Gabriel's approach to this task is to invite the Christian father to make an extended examination of conscience by looking at twenty character traits that he thinks are important to the lives of a father and his children in light of the classical seven virtues Gabriel quotes a dictionary definition for virtue: "moral excellence and righteousness; goodness" and cites the theological virtues faith, hope and charity, and the cardinal virtues: prudence, justice, temperance, and fortitude.

Each chapter opens with an appropriate quotation from Scripture and secular literature followed by a page long explanation of a character trait. He then follows with the considerations for growth in the virtue that develops that trait. As he says, "Some of what you read here will make you uncomfortable. Pay attention to that. Your discomfort is a piece of wisdom. The problems of fathering are not so much the difficulties we face, but the way we handle the difficulties we face...Failure makes us more humble and dependent on almighty God. Our prayer and effort help us to grow in virtue and become the example that our children need."

In choosing this approach Gabriel must have been mindful of the advice of another point from the Catechism: "The home is well suited for education in the virtues. This education requires an apprenticeship in self-denial, sound judgment, and self-mastery–the preconditions of all true freedom. They should teach their children to subordinate the 'material and instinctual dimensions to interior and spiritual ones.' Parents have a grave responsibility to give good example to their children. By knowing how to acknowledge their own failings to their children, parents will be better able to guide and correct them."

The Catechism also tells us that "the fecundity of conjugal love cannot be reduced solely to the procreation of children, but must extend to their moral education and their spiritual formation." In these sad times of abortion, small families, child abuse, high rates of illegitimacy, and school shootings, people are realizing increasingly that the ultimate answers to resolve these problems which are weakening our society to the point of breakdown can only be grace and virtue. While social factors are important and can provide partial explanations for some of our problems, only a change of heart and mind can over time create a culture where it is easier to be virtuous because one does what one ought and not simply what one wants. It has been said again and again by experts in the field of family dysfunction that such a change must be made in the role of the father, who in our present day society is often absent, weak, distant, or abusive.

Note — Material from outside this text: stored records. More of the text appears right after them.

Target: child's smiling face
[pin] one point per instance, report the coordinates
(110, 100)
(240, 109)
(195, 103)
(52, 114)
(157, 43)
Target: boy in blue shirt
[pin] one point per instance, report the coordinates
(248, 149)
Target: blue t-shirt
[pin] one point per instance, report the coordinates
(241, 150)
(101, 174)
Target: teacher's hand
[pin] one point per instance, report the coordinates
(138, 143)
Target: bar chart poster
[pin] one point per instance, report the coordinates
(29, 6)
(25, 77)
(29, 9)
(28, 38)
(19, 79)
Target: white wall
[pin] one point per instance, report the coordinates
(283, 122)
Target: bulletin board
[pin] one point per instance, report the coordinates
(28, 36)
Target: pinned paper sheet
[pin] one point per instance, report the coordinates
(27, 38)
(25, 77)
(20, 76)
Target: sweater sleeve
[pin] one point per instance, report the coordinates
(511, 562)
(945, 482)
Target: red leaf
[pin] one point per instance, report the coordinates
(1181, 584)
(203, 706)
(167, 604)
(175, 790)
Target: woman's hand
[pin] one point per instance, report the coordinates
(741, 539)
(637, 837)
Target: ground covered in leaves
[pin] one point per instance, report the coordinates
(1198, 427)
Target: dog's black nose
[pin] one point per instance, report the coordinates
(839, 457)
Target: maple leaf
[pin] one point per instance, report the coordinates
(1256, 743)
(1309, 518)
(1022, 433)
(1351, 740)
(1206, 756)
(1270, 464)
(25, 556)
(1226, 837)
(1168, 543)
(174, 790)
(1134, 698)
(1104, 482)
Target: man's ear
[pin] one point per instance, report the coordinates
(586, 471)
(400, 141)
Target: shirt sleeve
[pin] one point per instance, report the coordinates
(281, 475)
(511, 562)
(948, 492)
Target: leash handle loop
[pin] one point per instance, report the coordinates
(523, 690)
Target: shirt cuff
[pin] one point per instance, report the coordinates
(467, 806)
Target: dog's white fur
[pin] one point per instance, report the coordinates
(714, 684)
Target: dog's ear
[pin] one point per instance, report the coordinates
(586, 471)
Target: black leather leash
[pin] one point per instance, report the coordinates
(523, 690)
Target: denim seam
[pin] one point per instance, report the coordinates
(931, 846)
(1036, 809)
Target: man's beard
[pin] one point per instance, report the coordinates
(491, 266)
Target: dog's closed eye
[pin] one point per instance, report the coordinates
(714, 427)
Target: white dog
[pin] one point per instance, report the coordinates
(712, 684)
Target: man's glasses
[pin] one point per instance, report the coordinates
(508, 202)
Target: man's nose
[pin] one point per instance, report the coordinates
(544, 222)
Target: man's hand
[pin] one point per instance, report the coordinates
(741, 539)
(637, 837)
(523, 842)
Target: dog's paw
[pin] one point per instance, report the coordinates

If you are a father, future or present, buy this book. If you are a wife or an engaged woman, give this book to your husband or fiance. There can be no more fitting present for Father's Day in the year of God the Father. As the Holy Father put it, "The future of the Church passes through the family." That future, in part, depends on our personal commitment to better ourselves in the virtues so we can more effectively serve God and others.
First appeared in The Catholic Herald (Arlington, VA) in the June 24, 1999, issue.